Without actual fossils, it’s hard to say much about the animals or plants these sterols came from. But a genetic analysis by Gold and colleagues is shedding some light.

Don’t Make It, Eat It

Most animals are not able to make phytosterols themselves, but they can obtain them by eating plants or fungi. Recently, it was discovered that annelids (segmented worms, a group that includes the common earthworm) have a gene called smt, which is required to make longer-chain sterols. By looking at smt genes from different animals, Gold and colleagues created a family tree for smt first within the annelids, then across animal life in general.

They found that the gene originated very far back in the evolution of the first animals, and then went through rapid changes around the same time that phytosterols appeared in the rock record. Subsequently, most lineages of animals lost the smt gene.

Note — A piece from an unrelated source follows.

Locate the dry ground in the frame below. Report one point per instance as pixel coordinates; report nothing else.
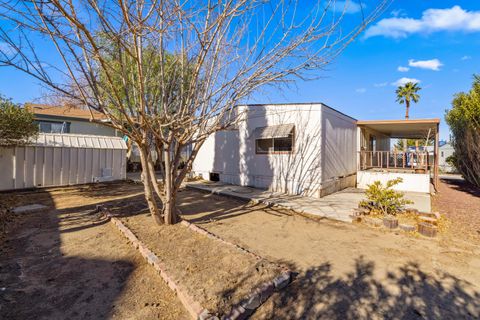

“Our interpretation is that these phytosterol molecular fossils record the rise of algae in ancient oceans, and that animals abandoned phytosterol production when they could easily obtain it from this increasingly abundant food source,” Gold said. “If we’re right, then the history of the smt gene chronicles a change in animal feeding strategies early in their evolution.”

Reference: “Common origin of sterol biosynthesis points to a feeding strategy shift in Neoproterozoic animals” by T. Brunoir, C. Mulligan, A. Sistiaga, K. M. Vuu, P. M. Shih, S. S. O’Reilly, R. E. Summons and D. A. Gold, 31 November 2023, Nature Communications.
DOI: 10.1038/s41467-023-43545-z

Co-authors on the paper are: at UC Davis, Tessa Brunoir and Chris Mulligan; Ainara Sistiaga, University of Copenhagen; K.M. Vuu and Patrick Shih, Joint Bioenergy Institute, Lawrence Berkeley National Laboratory; Shane O’Reilly, Atlantic Technological University, Sligo, Ireland; Roger Summons, Massachusetts Institute of Technology. The work was supported in part by a grant from the National Science Foundation.